Saturday, August 25, 2012

Guttersnipe Bookshelf: India: A Sacred Geography

Diana L Eck
India: A Sacred Geography
Random House, 2012

An alert to all lovers of India: you must read Diana Eck's masterpiece -- thirty years in the making -- INDIA: A Spiritual Geography. Rich and detailed, it is also inviting, full of brilliant stories, and accessible even if you're someone who confuses Shiva with Vishnu. The great Ms. Eck has come as close as anyone ever has to creating a readable love-struck overview of the Hindu traditions of India and how they are rooted in the land itself.

Diana Eck set herself an impossible task – and created this great-hearted book, a testimony to decades of research – and risking her life on Indian buses.  It is no wonder the task took nearly thirty years.

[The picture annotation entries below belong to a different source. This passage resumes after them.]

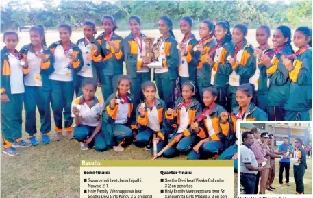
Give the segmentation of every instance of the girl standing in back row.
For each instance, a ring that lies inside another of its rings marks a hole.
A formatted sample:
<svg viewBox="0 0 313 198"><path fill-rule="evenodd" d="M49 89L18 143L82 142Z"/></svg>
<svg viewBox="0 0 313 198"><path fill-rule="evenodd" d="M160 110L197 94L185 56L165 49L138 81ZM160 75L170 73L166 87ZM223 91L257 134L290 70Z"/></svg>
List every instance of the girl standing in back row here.
<svg viewBox="0 0 313 198"><path fill-rule="evenodd" d="M254 84L255 92L253 96L253 103L263 111L267 112L267 92L268 90L268 79L266 75L266 67L260 61L263 54L273 54L274 49L268 45L271 30L266 25L261 25L256 30L256 40L260 46L255 49L258 58L258 65L255 73L249 82Z"/></svg>
<svg viewBox="0 0 313 198"><path fill-rule="evenodd" d="M211 67L207 62L207 57L212 55L211 51L216 45L214 38L215 26L210 20L204 20L200 24L199 34L201 38L194 50L198 51L200 59L197 66L197 87L199 92L198 100L203 101L203 90L211 86Z"/></svg>
<svg viewBox="0 0 313 198"><path fill-rule="evenodd" d="M132 16L128 20L131 33L124 38L124 54L127 75L132 79L130 92L134 96L134 103L136 107L140 101L144 99L140 89L141 84L151 80L151 69L147 66L148 62L142 59L146 54L147 44L140 32L141 20L137 16Z"/></svg>
<svg viewBox="0 0 313 198"><path fill-rule="evenodd" d="M217 23L214 34L218 43L212 50L214 58L208 56L207 61L212 66L211 84L218 92L216 103L226 108L228 79L232 72L227 57L234 51L229 23L227 21Z"/></svg>
<svg viewBox="0 0 313 198"><path fill-rule="evenodd" d="M160 18L159 31L162 36L157 40L155 55L162 68L154 69L154 77L160 98L166 103L168 108L172 108L174 106L175 90L178 77L178 49L171 18L166 16Z"/></svg>
<svg viewBox="0 0 313 198"><path fill-rule="evenodd" d="M291 47L291 30L284 25L278 27L273 35L275 51L271 60L264 54L262 63L266 66L270 80L268 87L268 117L270 121L284 121L284 105L289 96L288 71L283 63L283 56L294 53ZM294 101L295 102L295 101Z"/></svg>
<svg viewBox="0 0 313 198"><path fill-rule="evenodd" d="M27 60L16 49L18 35L12 31L3 34L1 55L1 132L3 138L2 152L16 156L16 147L28 147L30 144L22 140L22 110L24 97L23 75L29 72Z"/></svg>
<svg viewBox="0 0 313 198"><path fill-rule="evenodd" d="M100 46L95 40L95 35L97 34L96 25L93 21L86 21L83 23L83 33L85 36L78 40L77 45L79 47L84 58L84 66L82 70L77 73L77 86L76 86L76 97L81 96L82 92L82 84L84 79L97 79L97 71L99 67L99 63L102 60L99 54Z"/></svg>
<svg viewBox="0 0 313 198"><path fill-rule="evenodd" d="M244 24L237 24L233 29L232 40L235 44L234 55L227 58L233 71L229 75L228 86L228 106L232 110L238 106L236 93L237 88L248 83L249 78L255 72L256 60L252 45L247 42L245 37L248 27Z"/></svg>
<svg viewBox="0 0 313 198"><path fill-rule="evenodd" d="M61 23L59 26L60 40L52 43L49 49L54 55L54 72L49 79L51 84L51 106L55 123L54 139L60 141L62 136L62 114L64 127L69 139L73 138L73 118L71 104L77 86L77 73L83 65L82 51L70 38L72 28L68 24Z"/></svg>
<svg viewBox="0 0 313 198"><path fill-rule="evenodd" d="M312 109L312 31L299 27L295 32L293 42L299 48L293 64L288 59L284 64L289 72L290 86L285 105L286 121L310 121Z"/></svg>
<svg viewBox="0 0 313 198"><path fill-rule="evenodd" d="M196 82L199 55L193 48L198 41L191 33L192 29L192 19L189 16L183 17L180 21L180 31L184 34L184 38L177 45L180 53L178 74L181 84L187 81Z"/></svg>

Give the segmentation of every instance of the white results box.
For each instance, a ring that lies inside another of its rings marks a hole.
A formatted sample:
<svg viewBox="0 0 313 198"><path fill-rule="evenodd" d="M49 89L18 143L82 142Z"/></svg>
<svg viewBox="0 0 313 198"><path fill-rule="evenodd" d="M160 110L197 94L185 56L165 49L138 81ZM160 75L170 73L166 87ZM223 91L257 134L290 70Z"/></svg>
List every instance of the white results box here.
<svg viewBox="0 0 313 198"><path fill-rule="evenodd" d="M82 160L82 198L232 198L233 160Z"/></svg>

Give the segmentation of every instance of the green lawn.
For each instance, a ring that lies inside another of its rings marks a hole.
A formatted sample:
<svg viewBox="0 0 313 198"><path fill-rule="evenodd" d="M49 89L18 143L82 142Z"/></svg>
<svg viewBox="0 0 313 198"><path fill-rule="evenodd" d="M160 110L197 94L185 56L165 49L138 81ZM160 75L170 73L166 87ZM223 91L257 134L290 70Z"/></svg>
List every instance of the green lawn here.
<svg viewBox="0 0 313 198"><path fill-rule="evenodd" d="M305 194L312 194L312 158L307 159L308 169L305 170L304 174L303 183L304 183L304 193ZM296 193L296 183L293 177L293 165L290 166L289 171L289 184L290 186L285 185L280 187L279 182L278 182L278 175L279 172L279 160L275 160L275 177L273 184L273 187L276 188L274 191L266 190L266 194L295 194ZM284 180L285 182L285 172L284 172Z"/></svg>
<svg viewBox="0 0 313 198"><path fill-rule="evenodd" d="M99 31L101 32L101 31ZM158 30L147 30L143 32L149 36L159 37ZM249 35L249 40L255 43L255 30ZM127 32L117 34L126 36ZM177 40L181 40L182 35L179 30L175 30ZM195 34L198 35L197 31ZM27 32L19 32L19 43L17 49L29 42L29 34ZM0 35L1 37L3 34ZM73 32L71 40L76 41L84 36L82 32ZM50 45L59 39L57 32L48 31L46 33L47 43ZM98 89L97 96L101 97ZM24 118L24 112L23 113ZM37 112L37 129L40 129L39 115ZM25 132L25 120L23 123L23 138L27 138ZM80 159L151 159L151 155L145 149L138 149L133 145L127 147L124 152L116 153L110 149L103 153L95 150L83 151L79 149L79 143L75 140L68 140L64 136L60 142L53 141L55 132L52 116L51 143L44 145L21 149L21 155L10 157L1 155L1 197L5 198L52 198L52 197L79 197L79 160ZM64 132L64 135L66 134ZM38 136L40 143L40 136ZM177 159L186 159L186 156L177 157ZM164 158L160 158L160 160ZM237 195L237 173L234 173L234 186L235 197Z"/></svg>
<svg viewBox="0 0 313 198"><path fill-rule="evenodd" d="M99 94L98 91L97 95ZM39 129L39 125L37 127ZM17 156L10 157L1 153L1 197L79 197L81 159L151 159L150 152L134 145L121 153L112 149L102 153L94 149L84 151L79 149L76 140L68 140L64 136L61 141L55 142L53 135L54 132L51 132L49 145L40 143L36 147L19 149L21 154ZM38 137L40 143L40 136ZM23 138L27 138L25 132ZM181 155L175 159L186 159L186 156ZM237 173L234 174L234 182L236 197Z"/></svg>

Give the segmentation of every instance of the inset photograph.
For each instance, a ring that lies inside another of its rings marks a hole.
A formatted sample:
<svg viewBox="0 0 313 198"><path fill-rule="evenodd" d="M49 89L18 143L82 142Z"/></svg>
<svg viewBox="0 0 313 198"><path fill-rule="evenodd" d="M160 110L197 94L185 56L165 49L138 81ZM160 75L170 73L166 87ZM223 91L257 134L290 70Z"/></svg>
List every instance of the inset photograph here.
<svg viewBox="0 0 313 198"><path fill-rule="evenodd" d="M309 122L240 123L239 194L312 194Z"/></svg>

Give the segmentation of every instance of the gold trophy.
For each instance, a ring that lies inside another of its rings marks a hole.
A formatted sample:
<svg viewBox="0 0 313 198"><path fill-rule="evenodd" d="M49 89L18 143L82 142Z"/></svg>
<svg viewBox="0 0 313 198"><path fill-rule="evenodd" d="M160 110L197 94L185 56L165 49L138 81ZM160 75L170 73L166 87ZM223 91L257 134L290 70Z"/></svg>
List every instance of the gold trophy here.
<svg viewBox="0 0 313 198"><path fill-rule="evenodd" d="M146 43L146 54L142 55L142 62L150 63L152 58L154 58L153 45L155 38L145 37L143 40Z"/></svg>

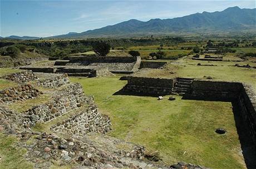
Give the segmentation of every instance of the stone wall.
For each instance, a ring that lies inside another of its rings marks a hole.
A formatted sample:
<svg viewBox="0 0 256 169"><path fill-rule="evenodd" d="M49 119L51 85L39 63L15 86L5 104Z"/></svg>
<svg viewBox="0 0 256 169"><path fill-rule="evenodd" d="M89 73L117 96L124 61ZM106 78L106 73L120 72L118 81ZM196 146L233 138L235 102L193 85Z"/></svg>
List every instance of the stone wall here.
<svg viewBox="0 0 256 169"><path fill-rule="evenodd" d="M152 68L158 69L164 66L167 62L148 62L142 61L140 64L140 69L142 68Z"/></svg>
<svg viewBox="0 0 256 169"><path fill-rule="evenodd" d="M31 66L19 67L20 69L30 70L33 72L55 73L56 68L51 67L37 68Z"/></svg>
<svg viewBox="0 0 256 169"><path fill-rule="evenodd" d="M132 63L137 60L137 57L81 56L70 57L69 60L70 63Z"/></svg>
<svg viewBox="0 0 256 169"><path fill-rule="evenodd" d="M83 104L93 102L92 97L83 95L82 87L79 83L70 84L57 91L54 95L56 96L47 103L34 106L24 112L25 126L51 121Z"/></svg>
<svg viewBox="0 0 256 169"><path fill-rule="evenodd" d="M256 98L252 88L240 83L194 80L185 97L190 99L228 101L237 104L256 145Z"/></svg>
<svg viewBox="0 0 256 169"><path fill-rule="evenodd" d="M67 74L65 74L58 76L55 76L52 78L37 81L37 85L44 88L53 88L70 83L70 80Z"/></svg>
<svg viewBox="0 0 256 169"><path fill-rule="evenodd" d="M31 70L22 71L6 75L2 78L9 80L15 81L17 83L24 83L37 79L37 77Z"/></svg>
<svg viewBox="0 0 256 169"><path fill-rule="evenodd" d="M241 117L248 125L250 137L256 145L256 94L250 86L243 84L236 103L239 107Z"/></svg>
<svg viewBox="0 0 256 169"><path fill-rule="evenodd" d="M96 105L91 105L51 129L57 132L84 136L92 131L105 134L111 130L111 126L109 117L101 115Z"/></svg>
<svg viewBox="0 0 256 169"><path fill-rule="evenodd" d="M0 103L13 103L18 100L33 99L42 94L30 84L22 84L18 86L0 91Z"/></svg>
<svg viewBox="0 0 256 169"><path fill-rule="evenodd" d="M232 101L237 99L243 88L237 82L195 80L186 96L191 99Z"/></svg>
<svg viewBox="0 0 256 169"><path fill-rule="evenodd" d="M170 79L126 77L127 85L124 88L125 92L142 95L164 95L171 94L173 80Z"/></svg>

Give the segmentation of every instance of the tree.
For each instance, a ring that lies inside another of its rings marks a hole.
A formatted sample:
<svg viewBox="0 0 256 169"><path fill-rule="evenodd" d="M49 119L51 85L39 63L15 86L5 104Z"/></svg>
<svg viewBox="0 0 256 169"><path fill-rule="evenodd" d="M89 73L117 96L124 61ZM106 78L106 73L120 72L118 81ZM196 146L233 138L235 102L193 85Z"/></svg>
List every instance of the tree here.
<svg viewBox="0 0 256 169"><path fill-rule="evenodd" d="M132 57L140 56L140 53L139 52L135 51L135 50L130 50L130 51L129 51L129 52L128 53L130 54Z"/></svg>
<svg viewBox="0 0 256 169"><path fill-rule="evenodd" d="M163 51L159 50L157 52L152 52L149 54L149 55L152 58L154 57L156 57L157 59L163 58L163 57L165 56L166 54Z"/></svg>
<svg viewBox="0 0 256 169"><path fill-rule="evenodd" d="M104 41L97 41L92 44L92 50L100 56L106 56L110 52L110 45Z"/></svg>
<svg viewBox="0 0 256 169"><path fill-rule="evenodd" d="M200 50L199 48L198 48L198 47L195 47L193 49L193 52L194 52L194 53L199 53Z"/></svg>
<svg viewBox="0 0 256 169"><path fill-rule="evenodd" d="M6 48L7 54L12 57L16 57L21 52L16 47L11 46Z"/></svg>
<svg viewBox="0 0 256 169"><path fill-rule="evenodd" d="M207 47L211 48L213 47L213 42L211 40L209 40L208 42L207 42Z"/></svg>

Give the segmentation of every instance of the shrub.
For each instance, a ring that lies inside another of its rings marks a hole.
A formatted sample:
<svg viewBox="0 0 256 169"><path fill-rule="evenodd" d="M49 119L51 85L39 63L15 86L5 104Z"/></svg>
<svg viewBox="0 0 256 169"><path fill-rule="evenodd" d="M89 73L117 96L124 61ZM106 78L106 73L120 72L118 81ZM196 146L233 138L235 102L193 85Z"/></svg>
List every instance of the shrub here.
<svg viewBox="0 0 256 169"><path fill-rule="evenodd" d="M140 53L139 52L135 51L135 50L130 50L130 51L129 51L129 52L128 53L130 54L132 57L140 56Z"/></svg>
<svg viewBox="0 0 256 169"><path fill-rule="evenodd" d="M92 45L94 52L100 56L106 56L110 52L110 45L103 41L95 42Z"/></svg>
<svg viewBox="0 0 256 169"><path fill-rule="evenodd" d="M152 52L149 54L149 55L154 58L154 57L157 59L163 58L166 55L166 53L163 51L159 50L157 52Z"/></svg>
<svg viewBox="0 0 256 169"><path fill-rule="evenodd" d="M18 48L21 52L24 53L27 48L27 46L24 44L17 44L15 45L17 48Z"/></svg>
<svg viewBox="0 0 256 169"><path fill-rule="evenodd" d="M193 52L194 53L200 53L200 49L199 48L198 48L198 47L195 47L195 48L194 48L193 49Z"/></svg>
<svg viewBox="0 0 256 169"><path fill-rule="evenodd" d="M245 57L256 57L256 53L247 53L244 54Z"/></svg>

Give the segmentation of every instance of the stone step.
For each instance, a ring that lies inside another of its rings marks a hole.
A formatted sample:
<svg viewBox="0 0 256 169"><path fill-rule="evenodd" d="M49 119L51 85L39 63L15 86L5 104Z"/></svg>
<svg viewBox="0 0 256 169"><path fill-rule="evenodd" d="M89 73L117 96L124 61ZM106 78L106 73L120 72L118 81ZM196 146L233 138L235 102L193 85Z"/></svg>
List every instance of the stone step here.
<svg viewBox="0 0 256 169"><path fill-rule="evenodd" d="M187 90L184 90L184 89L174 89L173 90L173 92L178 93L180 93L181 92L186 93L187 91L188 91Z"/></svg>
<svg viewBox="0 0 256 169"><path fill-rule="evenodd" d="M178 87L178 88L190 88L190 85L184 85L184 84L176 84L175 85L175 86Z"/></svg>
<svg viewBox="0 0 256 169"><path fill-rule="evenodd" d="M178 87L174 87L174 90L188 90L189 88L178 88Z"/></svg>
<svg viewBox="0 0 256 169"><path fill-rule="evenodd" d="M91 74L90 73L68 73L68 76L83 76L88 77Z"/></svg>
<svg viewBox="0 0 256 169"><path fill-rule="evenodd" d="M186 82L186 81L178 81L176 84L184 85L190 85L192 82Z"/></svg>
<svg viewBox="0 0 256 169"><path fill-rule="evenodd" d="M191 83L192 83L192 80L190 80L179 79L179 80L178 80L178 83L179 83L179 82Z"/></svg>
<svg viewBox="0 0 256 169"><path fill-rule="evenodd" d="M179 95L180 96L184 96L185 94L185 93L183 93L183 92L181 92L181 93L180 93L179 94Z"/></svg>

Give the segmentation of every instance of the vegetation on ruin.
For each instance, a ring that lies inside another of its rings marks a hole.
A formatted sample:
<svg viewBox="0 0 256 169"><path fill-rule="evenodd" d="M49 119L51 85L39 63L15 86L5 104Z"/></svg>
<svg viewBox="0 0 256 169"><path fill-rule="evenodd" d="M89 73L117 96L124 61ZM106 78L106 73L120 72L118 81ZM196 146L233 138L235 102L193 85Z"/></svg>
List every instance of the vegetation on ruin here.
<svg viewBox="0 0 256 169"><path fill-rule="evenodd" d="M113 130L109 135L158 151L166 163L185 161L212 168L243 168L230 103L114 95L126 83L119 78L71 78L110 115ZM216 135L219 126L228 134Z"/></svg>

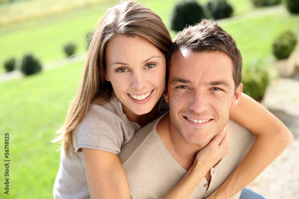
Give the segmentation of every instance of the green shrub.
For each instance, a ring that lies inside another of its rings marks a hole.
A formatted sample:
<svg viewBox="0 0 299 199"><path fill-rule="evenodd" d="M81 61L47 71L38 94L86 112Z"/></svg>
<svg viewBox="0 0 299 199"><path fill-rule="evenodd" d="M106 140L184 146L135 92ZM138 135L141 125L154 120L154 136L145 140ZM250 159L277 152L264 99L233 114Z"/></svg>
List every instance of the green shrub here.
<svg viewBox="0 0 299 199"><path fill-rule="evenodd" d="M16 67L16 60L14 58L11 58L5 62L4 67L7 72L10 72L15 70Z"/></svg>
<svg viewBox="0 0 299 199"><path fill-rule="evenodd" d="M42 66L39 61L32 55L24 56L21 66L21 71L25 75L31 75L40 71Z"/></svg>
<svg viewBox="0 0 299 199"><path fill-rule="evenodd" d="M260 101L264 95L269 83L269 76L267 72L260 67L255 71L249 70L243 75L242 83L243 92L257 101Z"/></svg>
<svg viewBox="0 0 299 199"><path fill-rule="evenodd" d="M282 0L251 0L251 1L256 7L262 7L280 4Z"/></svg>
<svg viewBox="0 0 299 199"><path fill-rule="evenodd" d="M74 43L67 44L63 46L63 52L68 57L75 54L75 50L77 46Z"/></svg>
<svg viewBox="0 0 299 199"><path fill-rule="evenodd" d="M196 1L183 1L176 5L170 19L170 28L182 30L187 25L193 25L205 18L202 7Z"/></svg>
<svg viewBox="0 0 299 199"><path fill-rule="evenodd" d="M233 11L233 7L225 0L212 0L207 7L209 13L215 19L229 17Z"/></svg>
<svg viewBox="0 0 299 199"><path fill-rule="evenodd" d="M296 36L290 31L283 33L274 41L272 50L277 59L286 58L290 55L297 43Z"/></svg>
<svg viewBox="0 0 299 199"><path fill-rule="evenodd" d="M299 1L286 0L286 7L291 13L299 14Z"/></svg>

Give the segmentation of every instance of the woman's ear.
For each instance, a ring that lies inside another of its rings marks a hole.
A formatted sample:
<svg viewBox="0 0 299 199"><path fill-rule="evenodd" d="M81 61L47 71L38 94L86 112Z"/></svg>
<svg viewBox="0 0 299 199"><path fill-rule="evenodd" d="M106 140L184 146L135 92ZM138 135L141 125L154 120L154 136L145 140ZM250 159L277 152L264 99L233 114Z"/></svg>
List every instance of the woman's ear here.
<svg viewBox="0 0 299 199"><path fill-rule="evenodd" d="M166 90L166 87L164 88L164 90L163 92L163 95L164 95L164 100L165 100L165 101L167 102L169 102L169 101L168 99L168 93L167 92L167 91Z"/></svg>

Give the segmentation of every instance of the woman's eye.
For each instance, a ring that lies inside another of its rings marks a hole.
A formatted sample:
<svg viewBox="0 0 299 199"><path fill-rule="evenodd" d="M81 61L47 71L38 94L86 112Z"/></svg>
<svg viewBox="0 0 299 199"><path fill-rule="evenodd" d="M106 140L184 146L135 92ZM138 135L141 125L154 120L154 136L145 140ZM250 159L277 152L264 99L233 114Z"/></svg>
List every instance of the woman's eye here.
<svg viewBox="0 0 299 199"><path fill-rule="evenodd" d="M152 68L155 65L155 64L149 64L145 67L145 68Z"/></svg>
<svg viewBox="0 0 299 199"><path fill-rule="evenodd" d="M119 71L120 72L126 72L127 70L128 69L127 69L126 68L121 68L119 69L116 71Z"/></svg>

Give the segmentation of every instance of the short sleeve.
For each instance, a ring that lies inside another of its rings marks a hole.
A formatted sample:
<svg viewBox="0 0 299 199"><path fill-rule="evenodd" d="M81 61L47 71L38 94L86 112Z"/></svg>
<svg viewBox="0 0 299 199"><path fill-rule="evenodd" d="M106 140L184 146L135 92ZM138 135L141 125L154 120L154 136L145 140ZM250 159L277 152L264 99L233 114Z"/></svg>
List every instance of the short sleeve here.
<svg viewBox="0 0 299 199"><path fill-rule="evenodd" d="M118 154L123 141L123 123L109 104L91 104L83 120L74 131L76 152L85 148Z"/></svg>

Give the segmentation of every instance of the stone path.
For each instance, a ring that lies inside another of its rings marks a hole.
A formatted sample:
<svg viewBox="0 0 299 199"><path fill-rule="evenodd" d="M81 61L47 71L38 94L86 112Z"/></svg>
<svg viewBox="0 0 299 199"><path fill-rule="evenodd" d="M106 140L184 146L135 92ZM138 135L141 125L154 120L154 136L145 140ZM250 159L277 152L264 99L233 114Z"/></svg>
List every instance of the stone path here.
<svg viewBox="0 0 299 199"><path fill-rule="evenodd" d="M295 140L246 187L269 199L298 199L299 76L271 82L261 104L289 128Z"/></svg>

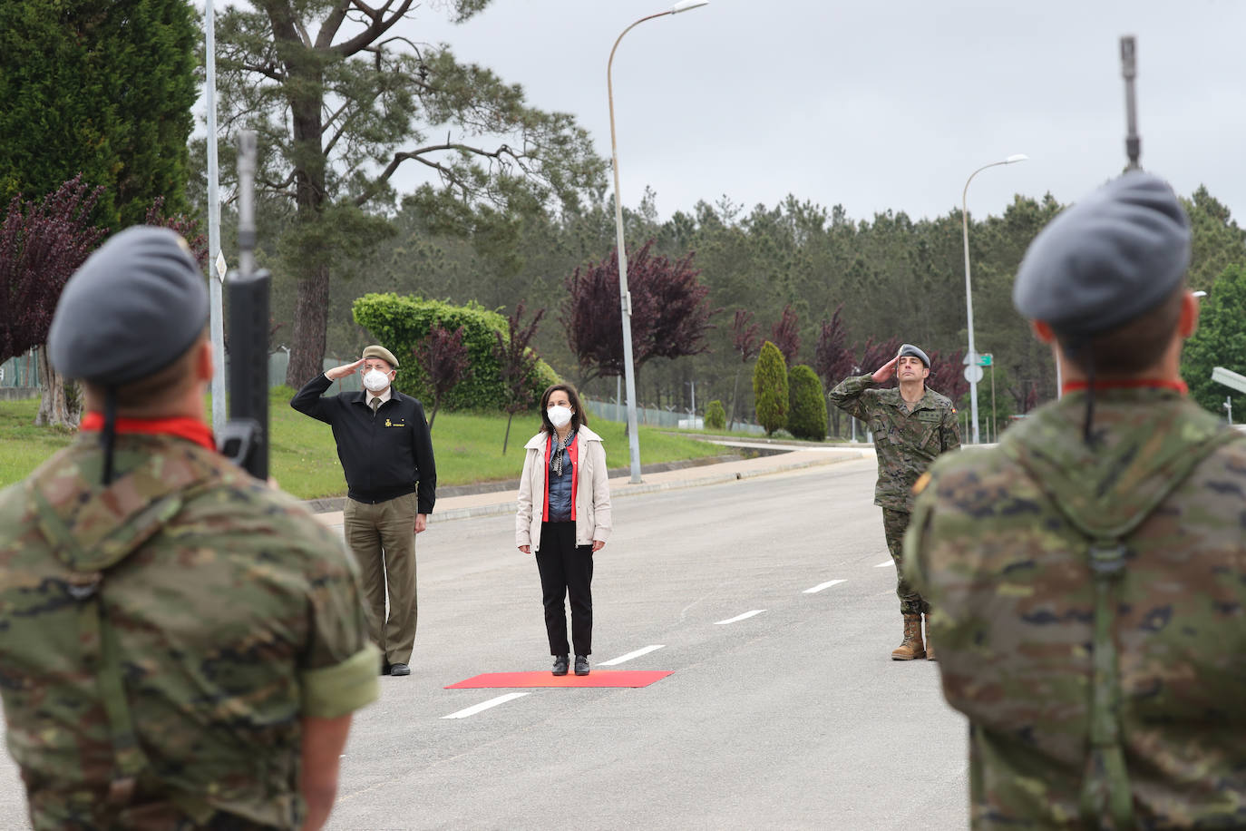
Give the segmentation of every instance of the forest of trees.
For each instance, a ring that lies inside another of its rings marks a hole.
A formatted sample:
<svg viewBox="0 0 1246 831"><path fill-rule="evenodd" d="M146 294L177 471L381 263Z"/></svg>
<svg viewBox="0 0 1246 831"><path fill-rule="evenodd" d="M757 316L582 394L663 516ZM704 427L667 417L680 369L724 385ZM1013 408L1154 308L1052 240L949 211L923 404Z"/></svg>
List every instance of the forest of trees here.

Considering the immensity and multiplicity of her subject, the length of this book – 456 pages of the main text – is rather modest.

One of Eck’s aims in this book is show how what is most important in the spiritual landscape is repeated over and over again.  7 Sacred Rivers, 12 Jyotirlingas, 51 Shakti pithas, et cetera.  It is an essential theme – and could have made for a excruciatingly boring book!  Modern people seldom share the love of lists that is found in the Hindu, Buddhist and Jain scriptures and cosmologies.  However it seemed to me that she nearly always found the right balance between overview and a more detailed look at specific temples and traditions.    

This book will no doubt serve as the textbook for a generation of Religious Studies students.  However, it deserves to be read much more widely.  Its audience ought to include everyone who ever took a trip to India and came home enchanted, and exhausted, and more than a little confused.  “What the heck was that all about?”  Read this book.

I am especially interested by how this book could become a resource for ecologists, for anyone seeking to understand and preserve a world where each individual thing is precious and important – and utterly connected to everything else.  Eck writes about Virabhadra Mishra, who is both chief priest at Sankat Mochan Temple and a professor of hydrology at Benaras Hindu University.  We need ten thousand more of him – and soon.  Just as religious people will need scientific knowledge to fight for and preserve their sacred world, scientists may find, in spiritual traditions, an understanding of radical interdependence that could prove vital to their own urgent investigations.

I was constantly impressed, reading this book, by the unexpected perspective it gave me on my own life and environment – in 21st century Tokyo, a world that seems light years away.  For example, one of the most delightful sections in the book was about the Pushti Marg, one of the traditions which reveres Krishna.  Eck describes how small images of Krishna are bathed, dressed, entertained and adored.  I found this fascinating – and I admit I also found it a little odd, even childish.

That afternoon I found myself in a gleaming technology mall, on a floor where everything was devoted to the mobile phone.  You could buy games for your phone and ornaments for your phone and garments for your phone, and be with other phone devotees, other people who could hardly take their eyes from the gleaming vision they held in their hand. 

In my mind I was saying, “Allow me to take this opportunity to apologize deeply to all followers of Pushti Marg, and the bhakti tradition.  Obviously you are onto something!”

Now I have a complaint, addressed to Random House.  This is a beautiful and expensive book.  I read it slowly.  I’d like to reread it, share it with other people, and have it in my library for the rest of my life – what a shame that this hardcover edition was printed on the cheapest possible newsprint, as if it were a cat mystery purchased at an airport!  This book deserves to be read for a generation or more– it ought to be printed on paper that will look decent in six months.

For many years, I have been an ardent fan of Diana Eck’s book “Banaras” – rereading it is one of the pleasures of returning to that city.  Ideally, Ms. Eck should write a book like that one – for every sacred city and holy town in India.  That’s what I want.  However, since she is presumably unable to live as long as the gods themselves, I am very grateful for this graceful and warm-hearted overview.